BigQuery ML Overview
BigQuery ML (BQML) allows you to create and execute machine learning models directly in BigQuery using standard SQL. The data stays in BigQuery — there is no need to export data to a separate training environment, dramatically reducing time-to-insight.
Why BigQuery ML?
No Data Movement
Train models where the data lives. No ETL to a separate training service. Reduces latency and data governance risk.
SQL Interface
Data analysts and SQL users can build ML models without Python or framework knowledge. Democratizes ML across the organization.
Automatic Preprocessing
BQML handles feature normalization, one-hot encoding of categoricals, and missing value imputation by default.
Scales with BigQuery
Leverages BigQuery's distributed infrastructure. Models train on petabyte-scale datasets without managing infrastructure.
When you run CREATE MODEL, BigQuery allocates training resources, reads data from
the specified query, trains the model, and stores it as a BigQuery model object.
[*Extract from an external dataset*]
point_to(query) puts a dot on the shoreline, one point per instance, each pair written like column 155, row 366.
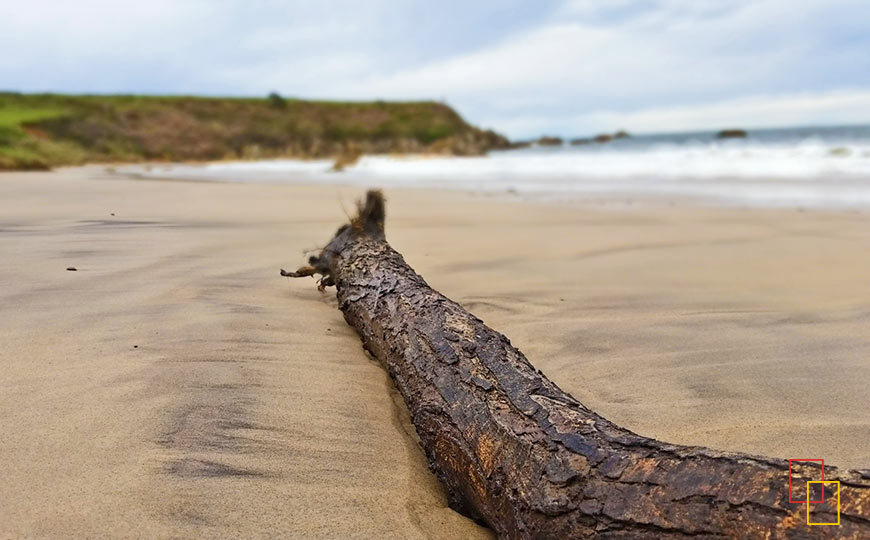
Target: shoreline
column 248, row 406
The model
metadata, weights, and training statistics are all accessible via SQL functions like
ML.EVALUATE, ML.PREDICT, and ML.TRAINING_INFO.
Supported Model Types
BQML supports a wide range of model types, from simple linear models to AutoML and imported TensorFlow models. The exam frequently tests your ability to choose the right model type for a given scenario.
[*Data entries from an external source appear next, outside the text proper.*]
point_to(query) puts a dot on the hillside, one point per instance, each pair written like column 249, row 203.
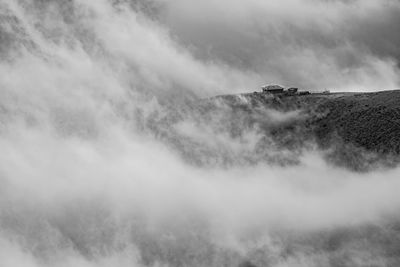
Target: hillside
column 356, row 130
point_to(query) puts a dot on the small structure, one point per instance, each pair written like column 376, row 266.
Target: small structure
column 273, row 89
column 304, row 93
column 293, row 90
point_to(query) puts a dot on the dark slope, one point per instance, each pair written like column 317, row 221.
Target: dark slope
column 357, row 130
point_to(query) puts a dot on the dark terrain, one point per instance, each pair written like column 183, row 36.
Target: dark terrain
column 359, row 131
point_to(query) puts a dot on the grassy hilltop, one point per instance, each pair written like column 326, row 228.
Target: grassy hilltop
column 358, row 130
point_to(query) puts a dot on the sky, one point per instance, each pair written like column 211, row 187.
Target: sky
column 97, row 133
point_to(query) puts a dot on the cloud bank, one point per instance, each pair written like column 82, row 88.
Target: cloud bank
column 93, row 94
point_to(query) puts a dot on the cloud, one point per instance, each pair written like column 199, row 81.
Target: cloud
column 96, row 132
column 346, row 45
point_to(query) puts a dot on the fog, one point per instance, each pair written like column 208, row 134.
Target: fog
column 106, row 162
Complete Model Type Reference
| Model Type | SQL Keyword | Task | When to Use |
|---|---|---|---|
| Linear Regression | LINEAR_REG |
Regression | Predict continuous values (price, revenue, duration). Fast training, interpretable. |
| Logistic Regression | LOGISTIC_REG |
Classification | Binary or multiclass classification. Set auto_class_weights=TRUE for imbalanced data. |
| K-Means Clustering | KMEANS |
Clustering | Customer segmentation, anomaly detection. Unsupervised — no label column needed. |
| Matrix Factorization | MATRIX_FACTORIZATION |
Recommendation | Build recommendation systems from user-item interaction data (explicit or implicit feedback). |
| ARIMA+ | ARIMA_PLUS |
Time Series | Forecasting with automatic seasonality detection, holiday effects, and trend decomposition. |
| Boosted Tree Classifier | BOOSTED_TREE_CLASSIFIER |
Classification | Higher accuracy than logistic regression for complex, non-linear classification tasks. |
| Boosted Tree Regressor | BOOSTED_TREE_REGRESSOR |
Regression | Non-linear regression with feature interactions. Good default for tabular data. |
| DNN Classifier | DNN_CLASSIFIER |
Classification | Deep neural network for complex classification. Requires more data and training time. |
| DNN Regressor | DNN_REGRESSOR |
Regression | Deep neural network for complex regression. Good when linear/tree models underperform. |
| AutoML Classifier | AUTOML_CLASSIFIER |
Classification | Automated model architecture search. Best accuracy with minimal configuration. Higher cost. |
| AutoML Regressor | AUTOML_REGRESSOR |
Regression | Automated regression model. Use when you want maximum accuracy and budget allows. |
| TensorFlow (imported) | TENSORFLOW |
Any | Import a pre-trained SavedModel for inference in BigQuery. No training in BQML. |
| XGBoost | BOOSTED_TREE_* |
Any tabular | BQML's boosted tree implementation uses XGBoost under the hood. Same SQL syntax. |
The exam often presents a scenario and asks which model type to use. Key signals: "forecast sales" = ARIMA_PLUS. "segment customers" = KMEANS. "recommend products" = MATRIX_FACTORIZATION. "predict churn (yes/no)" = LOGISTIC_REG or BOOSTED_TREE_CLASSIFIER. "predict price" = LINEAR_REG or BOOSTED_TREE_REGRESSOR.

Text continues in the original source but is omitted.